What is Data Wrangling?

Data wrangling, also known as data munging, is an iterative process that involves data exploration, transformation, validation, and making it available for a credible and meaningful analysis.

It includes a range of tasks involved in preparing raw data for a clearly defined purpose, where raw data at this stage is data that has been collated through various data sources in a data repository.

Data wrangling captures a range of tasks involved in preparing data for analysis.

Typically, it is a 4-step process that involves—Discovery, Transformation, Validation, and Publishing.

The Discovery phase, also known as the Exploration phase, is about understanding your data better concerning your use case.

The objective is to figure out specifically how best you can clean, structure, organize and map the data you have for your use case.

The next phase, which is the Transformation phase, forms the bulk of the data wrangling process.

It involves the tasks you undertake to transform the data, such as structuring, normalizing, denormalizing, cleaning, and enriching the data.

Let’s begin with the first transformation task – Structuring. This task includes actions that change the form and schema of your data. The incoming data can be in varied formats. You might, for example, have some data coming from a relational database and some data from Web APIs.

To merge them, you will need to change the form or schema of your data. This change may be as simple as changing the order of fields within a record or dataset or as complex as combining fields into complex structures.

Joins and Unions are the most common structural transformations used to combine data from one or more tables.

How they combine the data is different. Joins combine columns. When two tables are joined together, columns from the first source table are combined with columns from the second source table—in the same row.

So, each row in the resultant table contains columns from both tables.

Unions combine rows. Rows of data from the first source table are combined with rows of data from the second source table into a single table.

Each row in the resultant table is from one source table or another.

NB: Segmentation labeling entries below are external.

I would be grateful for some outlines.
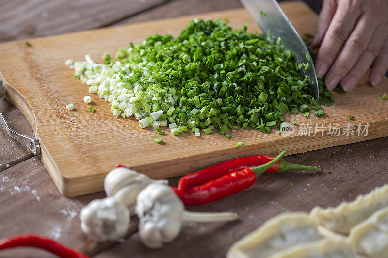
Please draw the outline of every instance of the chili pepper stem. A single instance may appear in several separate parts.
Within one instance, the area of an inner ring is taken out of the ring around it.
[[[283,173],[287,170],[312,170],[313,171],[322,172],[322,169],[317,167],[304,166],[298,164],[293,164],[286,161],[284,160],[280,160],[279,164],[279,173]]]
[[[182,220],[196,222],[233,221],[238,219],[234,212],[192,212],[184,210]]]
[[[286,153],[287,153],[287,150],[284,150],[282,151],[280,154],[277,155],[276,158],[271,161],[268,163],[266,163],[264,165],[261,165],[261,166],[259,166],[257,167],[252,167],[250,168],[253,170],[253,172],[255,172],[255,174],[256,174],[256,176],[258,177],[260,177],[260,176],[263,174],[264,171],[276,164],[276,163],[280,160],[281,158],[283,158],[283,156],[286,155]]]
[[[155,183],[155,184],[162,184],[163,185],[168,185],[168,180],[165,179],[160,179],[160,180],[154,180],[151,179],[151,183]]]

Transformation can also include normalization and denormalization of data. Normalization focuses on cleaning the database of unused data and reducing redundancy and inconsistency.

Data coming from transactional systems, for example, where several inserts, update and delete operations are performed on an ongoing basis, are highly normalized.

Denormalization is used to combine data from multiple tables into a single table so that it can be queried faster. For example, normalized data coming from transactional systems is typically denormalized before running queries for reporting and analysis.

Another transformation type is Cleaning. Cleaning tasks are actions that fix irregularities in data to produce a credible and accurate analysis.

Data that is inaccurate, missing, or incomplete can skew the results of your analysis and need to be considered. It could also be that the data is biased, or has null values in relevant fields, or have outliers.

For example, you may want to find out the demographic information on the sale of a certain product, but the data you have received does not capture the gender.

You either need to source this data point and merge it with your existing dataset, or you may need to remove, and not consider the records with this field missing.

I will bring forth many more examples of data cleaning in my future posts.

Enriching the data—is the fourth type of transformation. When you consider the data you have, to look at additional data points that could make your analysis more meaningful, you are looking at enriching your data.

For example, in a large organization with information fragmented across systems, you may need to enrich the dataset provided by one system with information available in other systems, or even public datasets.

Consider a scenario where you sell IT peripherals to businesses and want to analyze the buying patterns of your customers over the last five years.

You have the customer master and transaction tables from where you’ve captured the customer information and purchase history.

Supplementing your dataset with the performance data of these businesses, possibly available as a public dataset, could be valuable for you to understand factors influencing their purchase decisions. Inserting metadata also enriches data.

For example, computing a sentiment score from a customer feedback log, collecting geo-based weather data from a resort’s location to analyze occupancy trends, or capturing published time and tags for a blog post.

After transformation, the next phase in Data Wrangling is Validation. This is where you check the quality of the data post structuring, normalizing, cleansing, and enriching.

Validation rules refer to repetitive programming steps used to verify the consistency, quality, and security of the data you have.

This brings us to Publishing—the fourth phase of the data wrangling process. Publishing involves delivering the output of the wrangled data for downstream project needs.

What is published in the transformed and validated version of the input dataset along with the metadata about the dataset.

Lastly, it is important to note the criticality of documenting the steps and considerations you have taken to convert the raw data to analysis-ready data. All phases of data wrangling are iterative.

To replicate the steps and to revisit your considerations for performing these steps, you must document all considerations and actions.